A: The partitioner uses the user defined values in the job configuration numPartitions. A reducer is used for each partition. In 1.x code, look at MapTask.java, in the constructors of internal classes OldOutputCollector(Stable API) and
NewOutputCollector (New API). The data estimated to be going into a partition, for limit/scheduling
checks, is currently a naive computation, done by summing upon the estimate output sizes of each map.
Q: When a JobTracker assigns a task to a reducer does it also specify the location of the intermediate data?
A: The JobTracker does not send the information of locations when a reduce is scheduled. When the reducers begin the shuffle phase, they query the TaskTracker to get the map completion events, via the TaskTracker#getMapCompletionEvents protocol call. The TaskTracker by itself calls the JobTracker#getTaskCompletionEvents protocol call to get this information underneath. The returned structure carries the host that has completed the map successfully, which the Reducer's copier relies on to fetch the data from the correct host's TaskTracker.
Q: How does a reducer determine which portion of the remote intermediate output data to retrieve?
A: The reducer asks each TaskTracker for the completed maps of the assigned data.
Q: How many reducers should I use for my job?
A: The answer depends on the job, but in general, if too many small files are created this will cause more time spent in I/O. A lower number of reducers will create fewer, but larger, output files. A good rule of thumb is to tune the number of reducers so that the output files are at least a half a block size. The right number of reducers seems to be between 0.95 or 1.75 multiplied by (nodes * mapred.tasktracker.tasks.maximum). At a multiplier of 0.95 all of the reducers can launch immediately and start transferring map outputs as the maps finish. At 1.75 the faster nodes will finish their first round of reduces and launch a second round of reduces doing a much better job of load balancing.
Q: How can more resources be allocated to a running MapReduce job?
A: There isn't a systematic or elegant way to add resources to a running job.
The inelegant (and untested) alternative is to shut down the tasktrackers one at a time, update the configuration files to add slots, and start them again.

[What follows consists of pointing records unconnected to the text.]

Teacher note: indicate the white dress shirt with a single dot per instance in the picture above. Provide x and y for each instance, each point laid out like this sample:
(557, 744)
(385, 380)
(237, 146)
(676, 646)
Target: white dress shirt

This process will cause some tasks to fail, and could cause a JobTracker deciding that map outputs on a given TaskTracker can't be fetched, then re-running those maps elsewhere.
Q: How do I manage MapReduce and HDFS on nodes with different disk sizes?
A: MapReduce can spill to disk without bounds in clusters containing nodes with different disk sizes.
If MapReduce jobs are not tuned correctly, they could eat all the space that was capacity planned for the HDFS.
The solution is to bound MapReduce to a fixed volume of disk space. Using separate partitions for MapReduce ensures spills-to-disk do not overrun the HDBS disks. One solution is to configure MapReduce to use a dedicated MapReduce file system with a fixed size from each disk pool. If the fixed size is too big, reset the quota and return that space to the HDFS so that if user jobs compete for disk space, HDFS will remain safe.